Dakar — Après une pause d'une heure, les députés ont repris la séance plénière consacrée à l'examen de la proposition de loi portant interprétation de la loi d'amnistie des faits liés aux événements politiques qui se sont déroulés entre 2021 et 2024.
Les travaux ont démarré en début de matinée par la lecture du rapport de la commission des lois, de la décentralisation, du travail et des droits humains.
Il s'en est suivi des questions préalables soulevées par le député Abdou Mbow du groupe parlementaire Takku-Walu (opposition) et son collègue Tafsir Thioye de Sopi Sénégal (opposition).
Les députés sont appelés à se pencher, ce mercredi, sur la proposition de loi d'interprétation de la loi d'amnistie couvrant les événements de 2021 à 2024, un texte qui suscite une controverse et divise l'opinion.
Ce texte porté par le député Amadou Ba n°2, membre du groupe parlementaire du parti au pouvoir PASTEF, vise à "clarifier le champ d'application de la loi d'amnistie pour y exclure notamment toutes les infractions criminelles ou correctionnelles qui seront qualifiées de tortures, d'actes de barbarie, de meurtre, d'assassinat, de disparition forcée de personnes et d'utilisation de nervis armés", a précisé le groupe PASTEF lors d'une conférence de presse.

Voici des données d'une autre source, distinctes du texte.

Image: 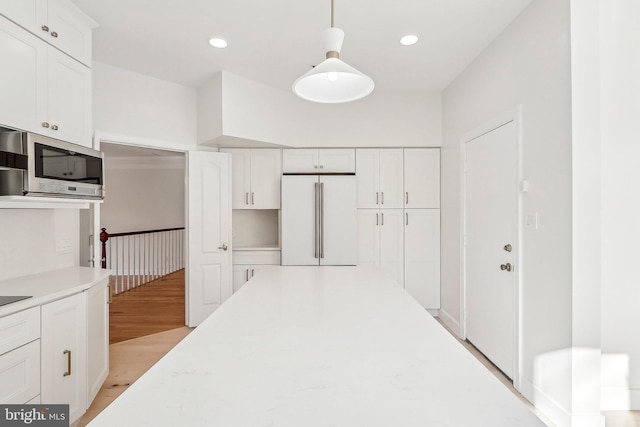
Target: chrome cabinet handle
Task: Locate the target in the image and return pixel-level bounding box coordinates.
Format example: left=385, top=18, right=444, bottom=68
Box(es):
left=320, top=183, right=324, bottom=258
left=500, top=263, right=513, bottom=271
left=62, top=350, right=71, bottom=377
left=313, top=183, right=320, bottom=258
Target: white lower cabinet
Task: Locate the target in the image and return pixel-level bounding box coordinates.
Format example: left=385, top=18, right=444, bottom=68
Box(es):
left=41, top=293, right=87, bottom=423
left=0, top=340, right=40, bottom=404
left=404, top=209, right=440, bottom=310
left=232, top=250, right=280, bottom=293
left=357, top=209, right=404, bottom=285
left=85, top=280, right=111, bottom=406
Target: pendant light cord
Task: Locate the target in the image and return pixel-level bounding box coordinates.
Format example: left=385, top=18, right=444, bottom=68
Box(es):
left=331, top=0, right=333, bottom=28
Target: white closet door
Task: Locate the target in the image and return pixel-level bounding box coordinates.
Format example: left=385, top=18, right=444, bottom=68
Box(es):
left=404, top=209, right=440, bottom=309
left=356, top=148, right=380, bottom=209
left=379, top=209, right=404, bottom=285
left=404, top=148, right=440, bottom=209
left=380, top=149, right=404, bottom=209
left=357, top=209, right=380, bottom=267
left=250, top=149, right=282, bottom=209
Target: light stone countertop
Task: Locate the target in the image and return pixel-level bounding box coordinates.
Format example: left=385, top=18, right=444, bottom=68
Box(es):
left=89, top=267, right=544, bottom=427
left=0, top=267, right=110, bottom=317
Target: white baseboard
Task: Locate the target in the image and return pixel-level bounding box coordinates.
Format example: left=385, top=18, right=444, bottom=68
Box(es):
left=519, top=378, right=605, bottom=427
left=438, top=309, right=462, bottom=339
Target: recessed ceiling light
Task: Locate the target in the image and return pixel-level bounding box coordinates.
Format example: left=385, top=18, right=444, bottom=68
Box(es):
left=209, top=37, right=227, bottom=49
left=400, top=34, right=418, bottom=46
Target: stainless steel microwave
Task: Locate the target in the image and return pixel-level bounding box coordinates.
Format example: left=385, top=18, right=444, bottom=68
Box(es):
left=0, top=128, right=104, bottom=200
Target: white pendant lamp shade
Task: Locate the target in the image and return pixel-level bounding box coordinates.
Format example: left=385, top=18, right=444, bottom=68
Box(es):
left=293, top=27, right=375, bottom=104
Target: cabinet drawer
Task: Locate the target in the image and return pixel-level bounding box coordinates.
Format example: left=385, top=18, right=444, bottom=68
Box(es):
left=233, top=251, right=280, bottom=265
left=0, top=340, right=40, bottom=404
left=0, top=307, right=40, bottom=354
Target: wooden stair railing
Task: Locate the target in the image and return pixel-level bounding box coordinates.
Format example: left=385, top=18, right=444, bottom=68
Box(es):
left=100, top=227, right=185, bottom=294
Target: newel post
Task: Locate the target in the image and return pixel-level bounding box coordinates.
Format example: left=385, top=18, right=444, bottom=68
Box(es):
left=100, top=228, right=109, bottom=268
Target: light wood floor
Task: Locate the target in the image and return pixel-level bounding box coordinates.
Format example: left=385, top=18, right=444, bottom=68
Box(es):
left=78, top=326, right=192, bottom=427
left=109, top=270, right=185, bottom=344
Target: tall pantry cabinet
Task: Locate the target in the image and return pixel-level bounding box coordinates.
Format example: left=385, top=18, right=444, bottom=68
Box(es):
left=356, top=148, right=440, bottom=309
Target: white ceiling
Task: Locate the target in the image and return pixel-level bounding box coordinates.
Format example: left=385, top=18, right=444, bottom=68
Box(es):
left=72, top=0, right=532, bottom=91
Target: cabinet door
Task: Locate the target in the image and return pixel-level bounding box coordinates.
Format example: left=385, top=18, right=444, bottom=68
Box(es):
left=86, top=280, right=109, bottom=406
left=357, top=209, right=380, bottom=267
left=404, top=209, right=440, bottom=309
left=0, top=15, right=47, bottom=133
left=40, top=294, right=87, bottom=423
left=380, top=209, right=404, bottom=286
left=43, top=48, right=91, bottom=147
left=318, top=148, right=356, bottom=173
left=250, top=149, right=282, bottom=209
left=282, top=148, right=319, bottom=173
left=404, top=148, right=440, bottom=208
left=0, top=340, right=40, bottom=405
left=356, top=148, right=380, bottom=209
left=220, top=148, right=251, bottom=209
left=45, top=0, right=92, bottom=67
left=380, top=148, right=404, bottom=208
left=232, top=264, right=251, bottom=294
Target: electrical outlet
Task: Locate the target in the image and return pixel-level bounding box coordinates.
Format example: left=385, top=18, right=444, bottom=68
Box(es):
left=56, top=236, right=72, bottom=254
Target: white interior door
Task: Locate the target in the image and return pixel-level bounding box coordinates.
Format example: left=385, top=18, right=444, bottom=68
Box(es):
left=186, top=151, right=233, bottom=326
left=465, top=121, right=518, bottom=377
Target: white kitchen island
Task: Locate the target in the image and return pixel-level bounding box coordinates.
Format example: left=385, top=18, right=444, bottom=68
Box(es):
left=89, top=267, right=545, bottom=427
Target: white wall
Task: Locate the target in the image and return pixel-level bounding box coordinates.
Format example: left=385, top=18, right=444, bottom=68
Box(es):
left=442, top=0, right=572, bottom=419
left=0, top=209, right=79, bottom=280
left=600, top=0, right=640, bottom=410
left=93, top=62, right=197, bottom=147
left=198, top=72, right=442, bottom=147
left=100, top=156, right=185, bottom=233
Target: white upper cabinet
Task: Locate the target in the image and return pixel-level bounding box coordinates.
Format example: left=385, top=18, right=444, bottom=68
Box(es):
left=404, top=209, right=440, bottom=309
left=47, top=45, right=91, bottom=146
left=0, top=10, right=92, bottom=147
left=0, top=17, right=48, bottom=131
left=282, top=148, right=356, bottom=173
left=220, top=148, right=282, bottom=209
left=404, top=148, right=440, bottom=208
left=356, top=148, right=404, bottom=208
left=0, top=0, right=97, bottom=67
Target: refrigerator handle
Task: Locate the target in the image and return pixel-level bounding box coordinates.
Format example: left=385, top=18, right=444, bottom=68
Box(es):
left=313, top=182, right=320, bottom=258
left=320, top=182, right=324, bottom=258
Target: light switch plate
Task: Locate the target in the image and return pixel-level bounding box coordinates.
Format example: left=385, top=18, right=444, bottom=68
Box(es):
left=56, top=237, right=71, bottom=254
left=524, top=212, right=538, bottom=230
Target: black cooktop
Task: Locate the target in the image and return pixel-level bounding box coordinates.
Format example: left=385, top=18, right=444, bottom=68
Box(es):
left=0, top=295, right=31, bottom=305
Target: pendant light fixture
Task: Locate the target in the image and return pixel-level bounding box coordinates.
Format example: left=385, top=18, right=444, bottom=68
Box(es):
left=293, top=0, right=375, bottom=104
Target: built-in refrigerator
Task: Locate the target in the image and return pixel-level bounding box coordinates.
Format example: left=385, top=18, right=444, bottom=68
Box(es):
left=281, top=175, right=357, bottom=265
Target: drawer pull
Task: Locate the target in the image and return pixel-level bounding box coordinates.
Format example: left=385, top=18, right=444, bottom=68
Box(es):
left=62, top=350, right=71, bottom=377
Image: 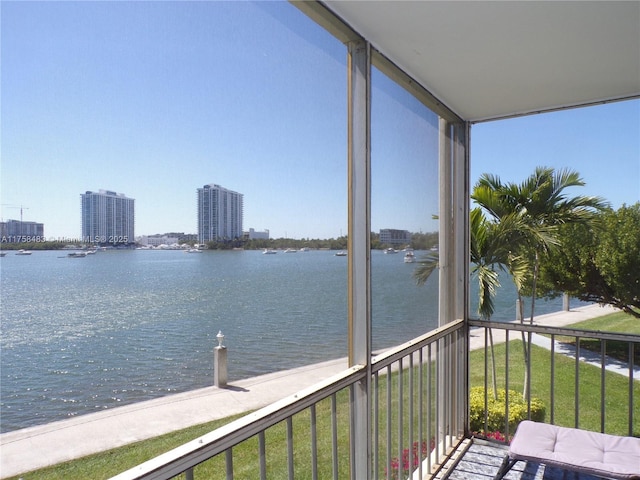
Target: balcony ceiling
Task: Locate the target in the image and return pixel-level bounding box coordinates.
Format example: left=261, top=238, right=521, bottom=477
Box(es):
left=324, top=0, right=640, bottom=122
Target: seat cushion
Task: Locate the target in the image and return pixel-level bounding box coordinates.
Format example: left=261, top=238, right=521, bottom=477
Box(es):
left=509, top=420, right=640, bottom=479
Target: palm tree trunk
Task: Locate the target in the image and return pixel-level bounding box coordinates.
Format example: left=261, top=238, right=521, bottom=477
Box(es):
left=522, top=250, right=540, bottom=401
left=489, top=328, right=498, bottom=400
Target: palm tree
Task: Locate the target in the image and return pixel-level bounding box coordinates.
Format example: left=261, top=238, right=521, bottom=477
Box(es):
left=471, top=167, right=607, bottom=323
left=471, top=167, right=606, bottom=397
left=414, top=208, right=528, bottom=398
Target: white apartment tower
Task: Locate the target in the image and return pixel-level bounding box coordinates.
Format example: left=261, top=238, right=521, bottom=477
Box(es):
left=80, top=190, right=135, bottom=246
left=198, top=184, right=244, bottom=243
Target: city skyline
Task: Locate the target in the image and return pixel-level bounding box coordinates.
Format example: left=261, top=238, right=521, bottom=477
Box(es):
left=0, top=2, right=640, bottom=238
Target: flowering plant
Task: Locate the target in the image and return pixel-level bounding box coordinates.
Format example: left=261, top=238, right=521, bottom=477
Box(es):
left=385, top=439, right=435, bottom=480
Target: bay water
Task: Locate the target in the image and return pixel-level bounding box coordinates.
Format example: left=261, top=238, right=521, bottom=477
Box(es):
left=0, top=250, right=562, bottom=432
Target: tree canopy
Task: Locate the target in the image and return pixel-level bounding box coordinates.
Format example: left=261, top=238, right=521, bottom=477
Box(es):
left=538, top=203, right=640, bottom=318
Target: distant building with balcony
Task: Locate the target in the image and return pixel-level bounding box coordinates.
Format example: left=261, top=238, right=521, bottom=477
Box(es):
left=244, top=228, right=269, bottom=240
left=198, top=184, right=244, bottom=243
left=0, top=220, right=44, bottom=243
left=380, top=228, right=411, bottom=245
left=80, top=190, right=135, bottom=246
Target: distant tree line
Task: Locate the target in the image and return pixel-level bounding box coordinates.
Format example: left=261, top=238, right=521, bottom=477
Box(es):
left=206, top=232, right=438, bottom=250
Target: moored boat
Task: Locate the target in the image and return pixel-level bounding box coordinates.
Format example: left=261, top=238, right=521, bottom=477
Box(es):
left=404, top=252, right=416, bottom=263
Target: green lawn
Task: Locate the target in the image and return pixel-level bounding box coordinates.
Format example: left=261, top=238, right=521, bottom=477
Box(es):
left=7, top=314, right=640, bottom=480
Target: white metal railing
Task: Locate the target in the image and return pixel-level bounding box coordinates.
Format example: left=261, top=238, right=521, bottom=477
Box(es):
left=114, top=320, right=467, bottom=480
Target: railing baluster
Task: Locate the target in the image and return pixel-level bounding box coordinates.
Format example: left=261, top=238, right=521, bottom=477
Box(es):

Selon l'auteur de cette proposition de loi, "tous les auteurs d'actes d'assassinat, d'actes de tortures et de meurtres, quel que soit le bord politique auquel ils appartiennent, ne seront jamais couverts par l'amnistie".
Il a laissé entendre que le Sénégal a l'obligation de se conformer à plusieurs conventions internationales que le pays a ratifiées en matière de droits humains, dont la déclaration universelle des droits de l'homme, le Pacte international des droits civils et politiques, la Convention contre la torture.
Seulement, une partie de l'opposition et de la société civile voit dans cette proposition de loi d'interprétation une manière de "protéger" des manifestants pouvant appartenir ou avoir des liens avec le parti au pouvoir.
Le député Amadou Ba a semblé réagir aux critiques, en proposant des amendements à sa proposition de loi, sans faire cesser les critiques contre son texte qui continue de susciter la polémique.
Du point de vue de la présidente du groupe Takku-Wallu de l'opposition, Aissata Tall Sall, cette proposition de loi d'interprétation est "illégitime, immorale et dangereuse".
La loi d'amnistie a "toujours été claire" et donc n'a point besoin d'être interprétée, fait valoir Aïssatou Tall Sall, dernier garde des Sceaux sous le régime de l'ancien président Macky Sall, qui a présenté et défendu la loi d'amnistie à l'Assemblée nationale lors de son adoption en mars 2024.
Des non-inscrits comme le député Thierno Alassane Sall considèrent qu'avec cette "nouvelle interprétation de la loi d'amnistie", "PASTEF persiste dans la tromperie".
Lundi, à quelques heures de l'examen de cette proposition de loi d'interprétation de la loi d'amnistie, vingt organisations de la société civile sénégalaise ont appelé à des "concertations inclusives" avant le vote du texte.
Ces organisations ont réitéré leur plaidoyer pour "la lutte contre l'impunité" et "l'indemnisation des victimes", avant de demander "un sursis" à l'examen de la proposition de loi interprétative de la loi d'amnistie.
Des parlementaires de l'opposition ont annoncé ne pas exclure de déposer un recours devant le Conseil constitutionnel, si le texte est adopté par l'Assemblée nationale.
C'est donc dans ce contexte marqué par des divergences profondes au sein de l'opinion que l'Assemblée nationale s'apprête à examiner, ce mercredi, la proposition de loi portant interprétation de la loi d'amnistie.